Peterson's trainer Barry Hunter believes his man is coming into his prime at the age of 27, and has what it takes to cause a big upset.
"As far as Lamont's progression is concerned, in the Tim Bradley fight (Peterson's only pro defeat), definitely I've seen a lot of growth since that fight," said Hunter.
"A lot of times, you go out there and you think you're ready, but in essence you're not. Skill-wise, I'd put Lamont up against any fighter on the planet and be comfortable with it. But, it's not the skills that actually get you to these fights.
"For the most part, the strongest tool that you have in the fight is your brain and your ability to think and comprehend."
While Peterson is very much the underdog inside the ropes, his trainer takes on a similar role in the corner - going up against superstar corner man Roach.
"As far as Freddie is concerned and any other trainer that's being a superstar trainer or what have you, I never tend to look at people, or shall I say their status as far as being a stars, because first of all, you can never be bigger than the sport," Hunter said.
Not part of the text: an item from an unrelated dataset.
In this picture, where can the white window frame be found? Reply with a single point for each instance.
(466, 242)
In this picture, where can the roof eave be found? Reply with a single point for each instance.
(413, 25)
"The sport is always greater than you, number one. Number two, I never see superstars. I see people.
"Out of the 32 years that I've been training fighters, I never had a fighter that was pretty much already made. For the most part, this is not a knock on Freddie; but for the most part, every fighter that I've ever had that had gotten into be it the Nationals or Olympic trials or world title fights, and there have been many, came from the ground-up for the most part.
"So I'm very, very comfortable with going into a fight not just against Freddie, with whomever. I've been in there against Emanuel Steward. I've been in there against the Mayweathers; now, there's Buddy, Buddy McGirt. So, I'm very, very comfortable with what it is that we do because I know the preparation that we have to do through headed towards a fight."